Justement, le jour où le sort du ministre devait se décider, il y avait dans l’Orangerie des Tuileries, une vente de charité, en faveur d’une crèche patronnée par l’impératrice. Tous les familiers du palais, tout le haut monde officiel allait sûrement s’y rendre, pour faire leur cour. Rougon résolut d’y montrer sa face calme. C’était une bravade : regarder en face les gens qui le guetteraient de leurs regards obliques, promener son tranquille mépris au milieu des chuchotements de la foule. Vers trois heures, il donnait un dernier ordre au chef du personnel, avant de partir, quand son valet de chambre vint lui dire qu’un monsieur et une dame insistaient vivement pour le voir, à son appartement particulier. La carte portait les noms du marquis et de la marquise d’Escorailles.

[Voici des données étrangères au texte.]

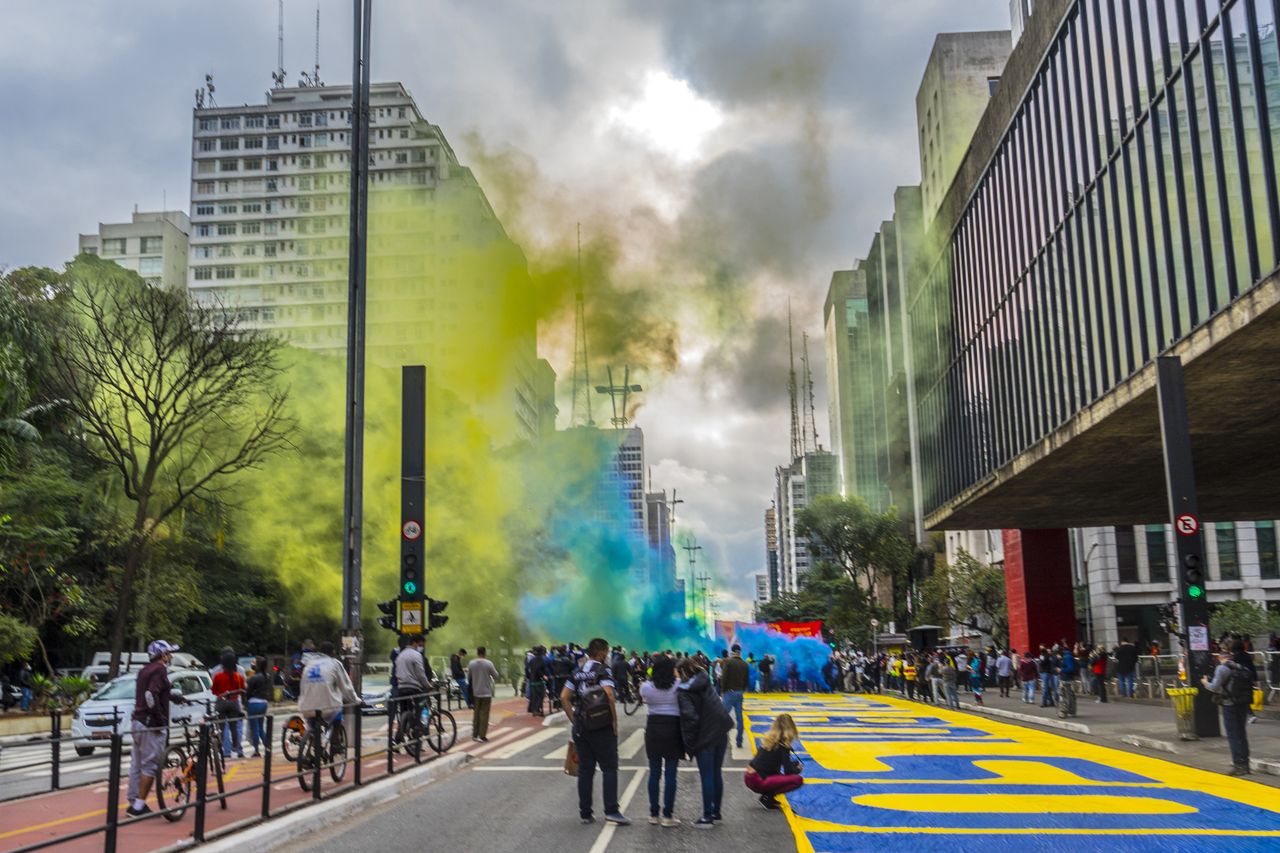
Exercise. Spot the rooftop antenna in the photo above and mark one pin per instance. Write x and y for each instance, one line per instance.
(616, 392)
(278, 74)
(580, 411)
(792, 391)
(810, 427)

Les deux vieillards, que le valet, trompé par leur mise presque pauvre, avait laissés dans la salle à manger, se levèrent cérémonieusement. Rougon se hâta de les mener au salon, tout ému de leur présence, vaguement inquiet. Il s’exclama sur leur brusque voyage à Paris, voulut se montrer très-aimable. Mais eux restaient pincés, roides, la mine grise.

— Monsieur, dit enfin le marquis, vous excuserez la démarche que nous nous trouvons obligés de faire… Il s’agit de notre fils Jules. Nous désirerions le voir quitter l’administration, nous vous demandons de ne pas le garder davantage auprès de votre personne.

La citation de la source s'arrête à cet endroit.